No debo ni quiero entrar en esta rencilla que nos desviaría del tema en disputa. Deseo simplemente extraer de lo dicho que el personalismo de Wojtyla –que ha pasado a su magisterio pontificio– se resiente de las taras de la filosofía moderna, y que por eso desubstancializa la persona, contra lo que se entendió por tal en la patrística, la definió Boecio y la perfeccionó el Aquinate.

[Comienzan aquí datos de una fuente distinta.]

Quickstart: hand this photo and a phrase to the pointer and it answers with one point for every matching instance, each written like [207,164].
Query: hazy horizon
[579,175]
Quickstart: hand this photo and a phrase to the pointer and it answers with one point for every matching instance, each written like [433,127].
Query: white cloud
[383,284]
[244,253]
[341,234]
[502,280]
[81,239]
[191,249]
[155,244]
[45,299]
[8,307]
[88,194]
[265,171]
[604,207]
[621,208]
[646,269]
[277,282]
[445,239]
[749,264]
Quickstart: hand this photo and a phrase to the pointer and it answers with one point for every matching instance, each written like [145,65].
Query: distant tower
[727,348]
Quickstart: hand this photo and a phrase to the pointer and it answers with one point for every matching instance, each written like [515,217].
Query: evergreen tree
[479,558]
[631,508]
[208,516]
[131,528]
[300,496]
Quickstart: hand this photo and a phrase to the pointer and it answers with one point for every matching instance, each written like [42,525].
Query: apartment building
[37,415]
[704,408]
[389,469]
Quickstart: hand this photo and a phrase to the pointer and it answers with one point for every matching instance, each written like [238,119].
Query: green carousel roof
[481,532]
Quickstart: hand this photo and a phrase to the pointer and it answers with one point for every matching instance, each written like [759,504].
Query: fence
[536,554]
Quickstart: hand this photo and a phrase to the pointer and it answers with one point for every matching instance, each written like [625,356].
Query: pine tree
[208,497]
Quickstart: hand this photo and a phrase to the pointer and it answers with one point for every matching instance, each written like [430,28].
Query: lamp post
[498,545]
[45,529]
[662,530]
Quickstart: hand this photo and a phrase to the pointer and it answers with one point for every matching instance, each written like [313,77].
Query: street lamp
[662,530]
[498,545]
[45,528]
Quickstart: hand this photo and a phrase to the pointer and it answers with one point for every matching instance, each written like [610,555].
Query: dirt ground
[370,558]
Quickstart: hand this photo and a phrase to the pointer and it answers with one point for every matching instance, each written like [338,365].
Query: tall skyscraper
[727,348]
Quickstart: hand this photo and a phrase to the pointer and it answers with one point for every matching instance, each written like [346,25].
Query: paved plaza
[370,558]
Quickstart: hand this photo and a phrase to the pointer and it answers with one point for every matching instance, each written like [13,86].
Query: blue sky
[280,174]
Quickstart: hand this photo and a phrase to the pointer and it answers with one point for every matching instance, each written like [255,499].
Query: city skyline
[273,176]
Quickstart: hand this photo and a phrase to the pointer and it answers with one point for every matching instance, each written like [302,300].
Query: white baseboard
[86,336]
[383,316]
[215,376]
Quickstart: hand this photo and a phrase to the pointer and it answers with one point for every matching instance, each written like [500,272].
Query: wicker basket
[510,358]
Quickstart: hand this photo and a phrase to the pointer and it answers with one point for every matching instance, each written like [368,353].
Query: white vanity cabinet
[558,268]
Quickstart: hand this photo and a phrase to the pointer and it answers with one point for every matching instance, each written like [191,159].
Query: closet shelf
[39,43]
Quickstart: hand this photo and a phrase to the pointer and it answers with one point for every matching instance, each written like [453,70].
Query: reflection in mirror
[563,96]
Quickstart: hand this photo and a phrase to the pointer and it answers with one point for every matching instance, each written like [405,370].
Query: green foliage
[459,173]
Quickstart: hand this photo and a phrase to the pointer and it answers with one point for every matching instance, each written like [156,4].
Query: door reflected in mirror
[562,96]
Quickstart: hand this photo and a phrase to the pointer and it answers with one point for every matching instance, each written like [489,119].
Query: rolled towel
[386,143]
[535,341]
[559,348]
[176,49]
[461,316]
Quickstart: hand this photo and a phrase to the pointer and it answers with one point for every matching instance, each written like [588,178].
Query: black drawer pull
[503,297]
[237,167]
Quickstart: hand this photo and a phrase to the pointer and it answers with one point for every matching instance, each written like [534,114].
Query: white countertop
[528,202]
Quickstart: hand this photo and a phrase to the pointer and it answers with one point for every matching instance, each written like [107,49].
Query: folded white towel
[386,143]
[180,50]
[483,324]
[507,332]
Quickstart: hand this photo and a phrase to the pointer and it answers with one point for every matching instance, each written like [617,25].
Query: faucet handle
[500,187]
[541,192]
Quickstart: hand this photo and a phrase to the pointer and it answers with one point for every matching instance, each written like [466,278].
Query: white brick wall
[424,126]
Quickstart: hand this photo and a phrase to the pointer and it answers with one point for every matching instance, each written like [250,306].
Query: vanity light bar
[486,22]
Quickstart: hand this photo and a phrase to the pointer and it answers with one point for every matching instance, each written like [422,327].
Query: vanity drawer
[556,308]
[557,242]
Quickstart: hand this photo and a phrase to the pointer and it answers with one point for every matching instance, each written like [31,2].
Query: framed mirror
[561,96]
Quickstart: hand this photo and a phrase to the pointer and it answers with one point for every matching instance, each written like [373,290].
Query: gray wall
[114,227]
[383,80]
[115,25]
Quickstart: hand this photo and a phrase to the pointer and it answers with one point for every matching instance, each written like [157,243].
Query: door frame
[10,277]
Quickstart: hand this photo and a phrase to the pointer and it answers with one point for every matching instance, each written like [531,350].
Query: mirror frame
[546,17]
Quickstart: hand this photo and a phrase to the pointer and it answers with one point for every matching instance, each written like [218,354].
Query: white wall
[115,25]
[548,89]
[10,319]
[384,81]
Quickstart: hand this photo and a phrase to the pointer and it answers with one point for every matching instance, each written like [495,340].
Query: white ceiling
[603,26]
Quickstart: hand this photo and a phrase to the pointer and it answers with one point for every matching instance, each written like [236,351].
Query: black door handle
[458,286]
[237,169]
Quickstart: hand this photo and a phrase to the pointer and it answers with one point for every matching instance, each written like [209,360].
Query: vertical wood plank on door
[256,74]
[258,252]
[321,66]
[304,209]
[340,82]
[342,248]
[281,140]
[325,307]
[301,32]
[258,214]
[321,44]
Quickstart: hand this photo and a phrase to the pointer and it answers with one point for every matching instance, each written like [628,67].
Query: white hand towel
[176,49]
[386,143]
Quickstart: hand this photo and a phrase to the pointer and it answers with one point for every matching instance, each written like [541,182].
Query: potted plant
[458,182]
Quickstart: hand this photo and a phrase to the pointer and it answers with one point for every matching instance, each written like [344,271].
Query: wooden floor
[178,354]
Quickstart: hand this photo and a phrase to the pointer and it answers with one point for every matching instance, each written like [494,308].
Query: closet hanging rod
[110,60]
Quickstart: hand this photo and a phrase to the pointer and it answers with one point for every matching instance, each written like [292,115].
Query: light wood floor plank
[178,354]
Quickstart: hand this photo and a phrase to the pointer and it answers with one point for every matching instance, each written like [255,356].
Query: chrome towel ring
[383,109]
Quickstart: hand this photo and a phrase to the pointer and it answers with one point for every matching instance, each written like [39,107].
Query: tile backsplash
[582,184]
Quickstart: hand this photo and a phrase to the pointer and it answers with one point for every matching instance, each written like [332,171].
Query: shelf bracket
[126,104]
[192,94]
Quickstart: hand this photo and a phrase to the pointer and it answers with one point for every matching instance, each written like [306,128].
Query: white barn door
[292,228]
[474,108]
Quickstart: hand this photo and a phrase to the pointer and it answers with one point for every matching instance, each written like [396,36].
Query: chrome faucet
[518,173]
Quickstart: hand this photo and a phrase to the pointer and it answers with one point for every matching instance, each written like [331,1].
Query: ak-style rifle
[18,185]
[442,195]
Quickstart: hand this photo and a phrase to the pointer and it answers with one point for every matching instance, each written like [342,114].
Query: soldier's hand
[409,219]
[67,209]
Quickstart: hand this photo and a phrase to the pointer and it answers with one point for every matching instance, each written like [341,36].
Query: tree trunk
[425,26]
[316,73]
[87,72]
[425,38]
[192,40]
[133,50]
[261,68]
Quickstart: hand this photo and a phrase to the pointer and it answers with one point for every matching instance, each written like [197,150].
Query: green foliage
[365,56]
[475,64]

De modo que lo que se pretende hacer pasar por realismo no es más que ideología: estos personalistas afirman la dignidad ontológica y olvidan la dignidad moral, como ha acreditado José Miguel Gambra en su colaboración, «El concepto de dignidad humana». Estos personalistas afirman el acto y la libertad personales como si fueran anteriores al ser; desconocen que el hombre es social y político por naturaleza, y reducen todo a la persona y sus derechos enfrente del Estado, como los liberales de siempre; estos personalistas destruyen por tanto el bien común que conciben sólo en torno a los derechos del hombre.

 

[1] Bernard DUMONT, Miguel AYUSO y Danilo CASTELLANO (ed.), Iglesia y política. Cambiar de paradigma, Madrid, Itinerarios, 2013; y Thibaud COLLIN, «L’Église face à la politique: un autre regard», en L’Homme Nouveau (París), núm. 1609 (2016), págs. 10-11.

[2] Leonardo CASTELLANI, «Cristo Rey», en Cristo ¿vuelve o no vuelve?, 2.ª ed., Buenos Aires, Dictio, 1976, págs. 164-165.